Together we deepened the Ghost Rider mythology, digging into the how and why of the nameless demon who lived inside Johnny Blaze (he wasn’t anonymous for long: I still have a clear memory of the two of us bouncing names back and forth, like a game of tennis, till we came up with Zarathos)…created the soulless man named Centurious, who proved pivotal to Johnny’s story, both past and future…set Blaze against the tragic, tormented Steel Wind and the mysterious Sin Eater…developed the manipulative Freakmaster (a character mentioned, but never clearly seen, during Roger’s run)…and brought in classic Marvel characters like Mephisto and Nightmare. One of my favorite stories in this collection is GR #78, “The Empire of Sleep,” in which the Lord of the Dream Dimension takes us on a tour of every dark corner in Blaze’s psyche. It also features one of the oddest scenes I’ve ever written (and one I still love): Doctor Strange, Doctor Druid, and Daimon Hellstrom engaged in a heated game of jacks. Another of my favorites in this collection, Ghost Rider #76, was plotted and drawn by Don Perlin, who came up with an idea that was simple, exciting, and emotionally powerful: Johnny Blaze and Zarathos—now separated by Mephisto—in a race for their ultimate freedom, riding motorcycles, side by side, through the bowels of Hell.

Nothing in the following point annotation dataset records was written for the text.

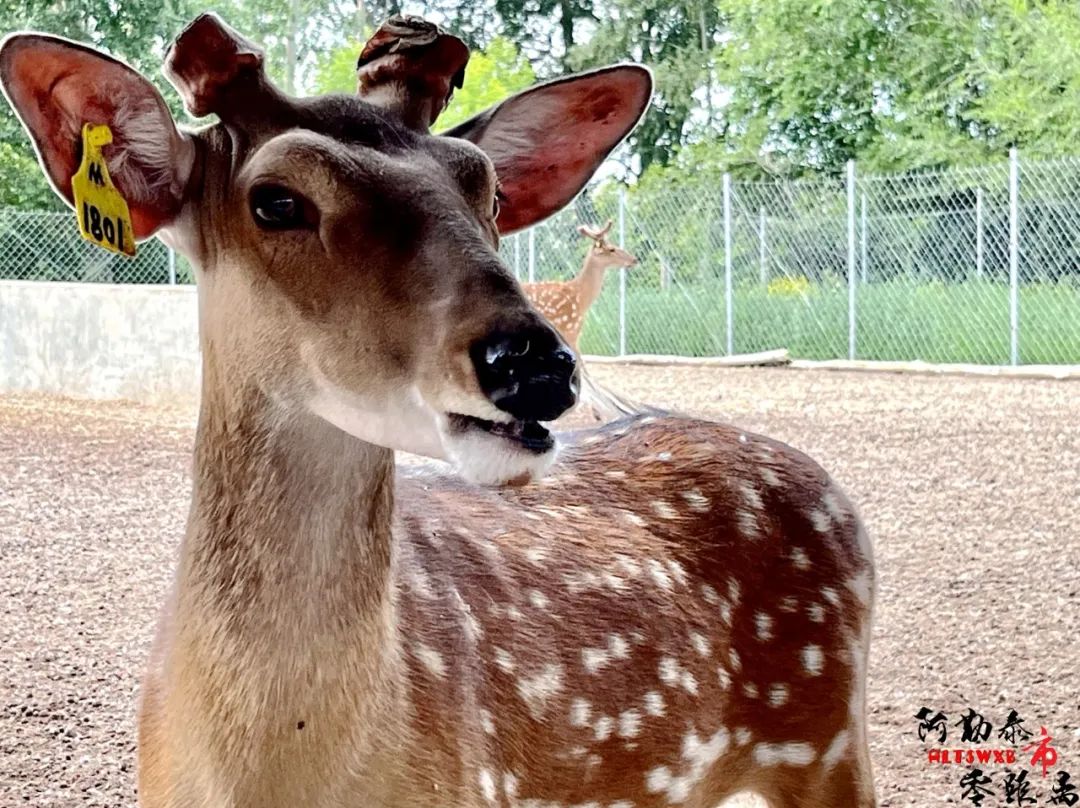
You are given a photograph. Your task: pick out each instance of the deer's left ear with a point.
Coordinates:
(548, 140)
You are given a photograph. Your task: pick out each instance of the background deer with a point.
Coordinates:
(566, 303)
(673, 611)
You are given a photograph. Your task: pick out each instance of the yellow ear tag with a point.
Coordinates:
(102, 211)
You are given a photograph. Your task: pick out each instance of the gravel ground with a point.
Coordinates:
(970, 487)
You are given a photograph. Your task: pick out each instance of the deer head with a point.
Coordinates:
(603, 252)
(359, 251)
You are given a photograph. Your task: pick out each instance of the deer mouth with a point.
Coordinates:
(530, 435)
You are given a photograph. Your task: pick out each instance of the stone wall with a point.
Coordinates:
(99, 341)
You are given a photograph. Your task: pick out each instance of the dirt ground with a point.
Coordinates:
(970, 486)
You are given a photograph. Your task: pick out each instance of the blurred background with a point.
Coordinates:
(876, 179)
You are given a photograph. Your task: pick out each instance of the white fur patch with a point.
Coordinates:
(784, 754)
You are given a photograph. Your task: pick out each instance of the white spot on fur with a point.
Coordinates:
(658, 779)
(678, 571)
(751, 496)
(510, 785)
(747, 525)
(763, 624)
(696, 500)
(724, 676)
(487, 785)
(659, 574)
(653, 703)
(669, 671)
(503, 659)
(779, 694)
(700, 644)
(618, 646)
(734, 660)
(783, 754)
(580, 712)
(537, 690)
(595, 659)
(769, 476)
(430, 659)
(630, 724)
(536, 555)
(603, 727)
(629, 565)
(689, 683)
(833, 507)
(861, 587)
(835, 752)
(820, 521)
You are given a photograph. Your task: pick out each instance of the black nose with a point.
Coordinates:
(529, 374)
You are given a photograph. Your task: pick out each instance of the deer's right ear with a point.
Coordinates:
(56, 85)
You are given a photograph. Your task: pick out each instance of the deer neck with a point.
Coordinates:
(289, 535)
(590, 280)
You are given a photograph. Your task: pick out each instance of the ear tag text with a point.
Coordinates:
(102, 211)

Budiansky and I were zooming along at high speeds, too, but our collaborative motorcycle soon slammed into a brick wall when word came down from On High that Ghost Rider was cancelled. (In those days at Marvel, if a book dipped below 100,000 copies a month, it was on the chopping block. Today, a book consistently selling in the 90,000 range, as GR did, would be a runaway best seller.) But there was good news, too: We were given significant advance notice, allowing us the time to create a Grand Finale that would write an end to the saga of Johnny Blaze and Zarathos, giving Johnny and his true love, Roxanne Simpson, the “happily ever after” we thought they deserved. Bob and I were determined to complete Johnny’s tale in a way that respected the character and his history and I think the two-part tale in Ghost Rider #80 and 81 did just that. A definitive conclusion is something that rarely happens in comics and I remain grateful we were given the chance. 

 

It's astonishing to me that our Ghost Rider run is now more than forty years old—“time,” as Bob Dylan observed, “is a jet plane, it moves too fast”—and, despite the fact that comics have jumped through many stylistic hoops since the early 80s, I hope these stories still entertain, excite, and perhaps enlighten just a little. One thing time hasn’t changed: the warm memories of working with Tom D and Bob (and a tip of the hat to inkers Dave Simons and Kevin Zuban and letterers Joe Rosen and Diana Albers, all of whom added immeasurably to these tales). And deep thanks to Johnny Blaze and Zarathos for allowing us to hop onto their flaming motorcycle. 

 

It was a quite a ride.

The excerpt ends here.